Khaled S. Amrouni,1 and Michael C. Pope2
1Department of Geology and Geophysics, Texas A&M University, MS3115, College Station, Texas  77843–3115
2Department of Earth Sciences, Garyounis University, Benghazi, Libya

Sequence Stratigraphy, Chemostratigraphy, and Diagenesis of the Cyrenaican Miocene Carbonate-Evaporite Successions, NE Libya

Poster – Carbonates (GRBCC, Third Floor Exhibit Hall B3)
Sunday, September 20, 2015 6:00 pm until Tuesday, September 22, 2015 Noon

Twenty-nine sections were measured along a 135 km distance, in the Cyrenaican Miocene of Ar-Rajmah Group carbonate rocks, northeast Libya. Four sections were sampled every 0.5 m for sequence stratigraphy, stable isotope (δ18O and δ13C) chemostratigraphy, and diagenesis.   Petrographic study helped to identify facies based on texture, grain types, mud content, cements, porosity types and amount, dolomitization, dedolomitization, silicification, and recrystallization. Combined sequence stratigraphy, chemostratigraphy, and petrography indicates two supersequences separated by a sequence boundary and two different diagenetic patterns.

The Miocene Ar-Rajmah Group carbonate rocks record two 2nd-order supersequences with a 97 m maximum thickness; six 3rd-order sequences, and 10 parasequences .The Ar-Rajmah Group depositional facies are grouped into peritidal facies, ramp crest facies, and subtidal facies.

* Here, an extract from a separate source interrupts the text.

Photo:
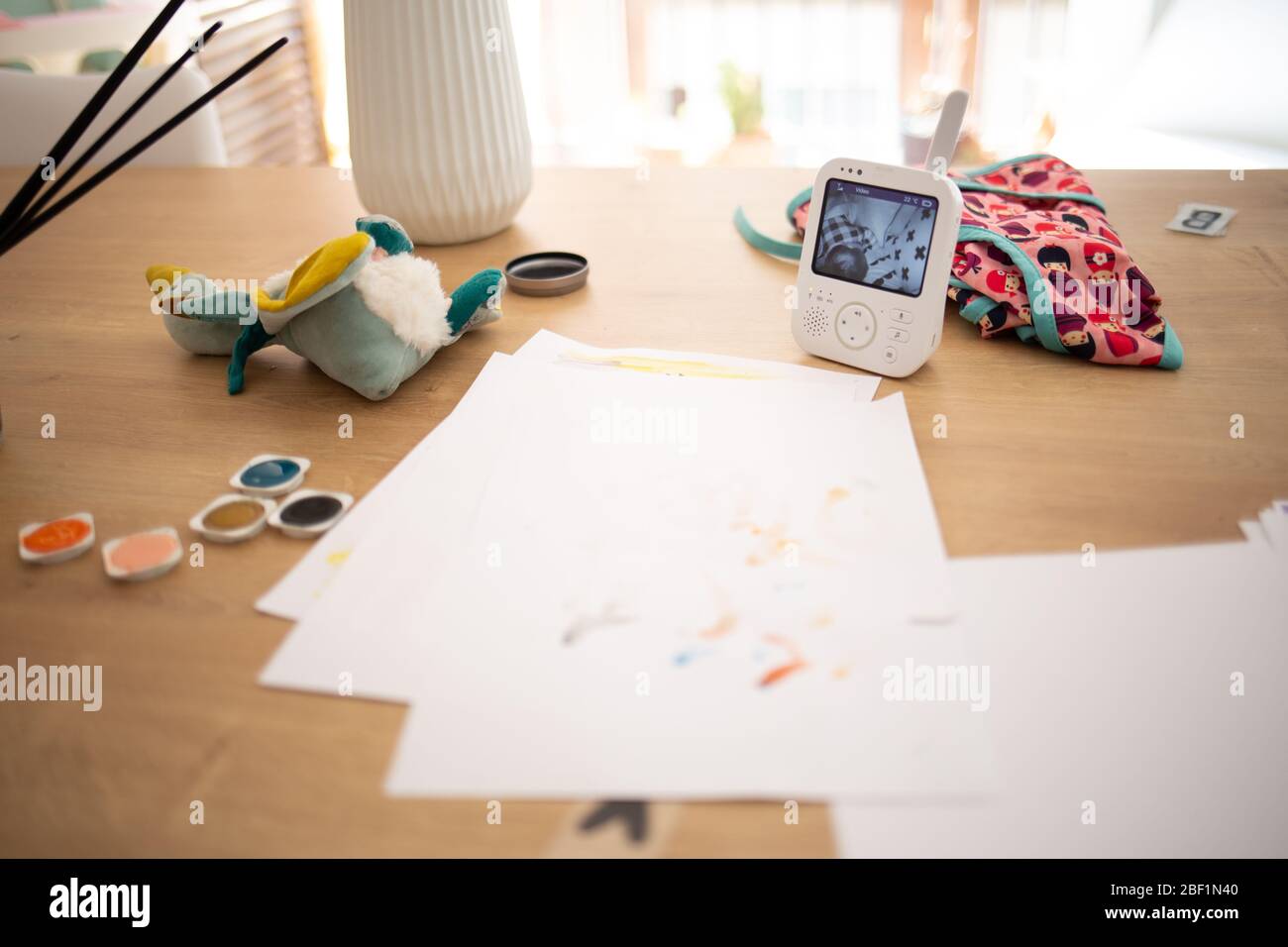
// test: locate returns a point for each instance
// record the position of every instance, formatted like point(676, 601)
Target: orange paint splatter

The peritidal facies includes evaporites, microbialites, pelletal wackestone/packstone, Porites reef and bioclastic packstone, very fine to fine quartz sandstone, and green shale. The ramp crest facies includes oolitic grainstones. The subtidal facies includes bioclastic carbonates, reworked bioclastic carbonates, red algae reefs, and reworked red algae.

The chemostratigraphic data of the Ar-Rajmah Group reconfirmed the preservation of the entire Miocene as indicated by previous biostratigraphic studies. The stable isotope data indicates the Lower Miocene is generally enriched in both δ18O and δ13C, the Middle Miocene is enriched in δ13C but depleted in δ18O, and the Upper Miocene is depleted in both δ18O and δ13C. The petrographic analysis shows two distinct lithological, textural and paragenetic patterns corresponding roughly to the Middle Miocene Langhian-Serravallian boundary. The older Miocene interval (Langhian and older) is dominated by silicified dedolomitized bioclastic-rich, bryozoan, and red algal packstone. The younger Miocene interval (Serravallian and younger) is dominated by silicified and recrystallized oolitic grainstone, microbial-bioclastic-oolitic grainstone.

The main porosity types in the Miocene sequences are oomoldic, fenestral, dolomoldic, frame-growth, biomoldic, fracture, vuggy, cavernous, and intercrystalline. However, the dolomoldic and frame-growth porosity is restricted to the older dedolomitized Miocene interval, where the oomoldic and fenestral porosity is restricted to the younger recrystallized Miocene interval.   The Upper Miocene has the lowest average porosity values, the Middle Miocene the highest average porosity values, and the Early Miocene has medial average porosity values. The paragenetic sequence in the ArRajmah Group is: (1) micritization, (2) rim cement, (3) pore filling cement, (4) fracturing, (5) initial dissolution, (6) recrystallization, (7) dolomitization, (8) dedolomitization, (9) secondary dissolution, (10) silicification, (11) a second period of fracturing, and (12) a third episode of dissolution.